PyeongChang Rejects North Korea's Bid To Co-Host 2018 Winter Olympics
Organizers of the 2018 PyeongChang Winter Olympics made it clear that "they have no intention of splitting Olympic skiing events with North Korea," according to Jung Min-ho of the KOREA TIMES. North Korea IOC representative Chang Ung suggested that the country’s Masik ski resort, more than 300km away from PyeongChang, "could be used as a competition venue once construction is completed." Officials at PyeongChang, however, said Chang’s idea would be “practically impossible’’ (KOREA TIMES, 9/4). In Seoul, Oliver Hotham reported PyeongChang organizers argue that rule 34 of the IOC’s Olympic Charter stipulates that "events must take place in the host city, unless the IOC Executive Board allows it." Other cities can only host events on an “exceptional basis,” and the organizers warned that it "would be impractical to host events" in North Korea. Honorary Senior Research Fellow in Sociology and Modern Korea Leeds University Aidan Foster-Carter said while “a lot can happen in five years,” for the North to host any event it “would really have to clean up its act.” This "is not the first time North Koreans have expressed a desire to split the 2018 games with the South." When PyeongChang was first granted the right to host the games in '11, North Korean spokesperson Chang Ung said that "he hoped both Koreas could host the games" (NK NEWS, 9/4).

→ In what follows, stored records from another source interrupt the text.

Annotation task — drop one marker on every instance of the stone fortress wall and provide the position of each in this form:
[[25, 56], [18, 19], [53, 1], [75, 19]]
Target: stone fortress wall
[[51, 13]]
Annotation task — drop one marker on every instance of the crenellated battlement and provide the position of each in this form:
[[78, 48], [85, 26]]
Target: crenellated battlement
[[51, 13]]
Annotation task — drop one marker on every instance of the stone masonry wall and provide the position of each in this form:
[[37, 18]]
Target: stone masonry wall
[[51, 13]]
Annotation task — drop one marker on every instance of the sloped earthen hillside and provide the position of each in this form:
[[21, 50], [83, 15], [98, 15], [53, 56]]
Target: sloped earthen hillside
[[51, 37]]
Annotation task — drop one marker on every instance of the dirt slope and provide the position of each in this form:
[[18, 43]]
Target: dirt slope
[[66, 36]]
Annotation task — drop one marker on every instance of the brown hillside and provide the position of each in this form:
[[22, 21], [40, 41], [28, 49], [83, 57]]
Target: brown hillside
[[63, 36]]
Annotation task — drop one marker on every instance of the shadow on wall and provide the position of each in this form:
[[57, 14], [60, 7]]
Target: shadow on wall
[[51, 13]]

ROGGE AGAINST MOVE: REUTERS' Kim & Lee reported IOC President Jacques Rogge "has previously expressed opposition to co-hosting events with North Korea," saying in '11 that the IOC "would consider allowing the two Koreas to march together at the 2018 opening ceremony but not to share events." Rogge: "As far as spreading venues between the two countries, that is something we do not consider under the current Olympic Charter." Chang told U.S. funded broadcaster Voice of America that "the Masik resort could possibly hold 2018 events if an agreement could be reached." Chang: "When construction is complete, it (Masik) can be used in an international event and possibly in the Olympic Games." Chang acknowledged, however, that "it was not a simple decision to make and that there would have to be complex discussions among several bodies such as the IOC and International Ski Federation to assess the possibility" (REUTERS, 9/4).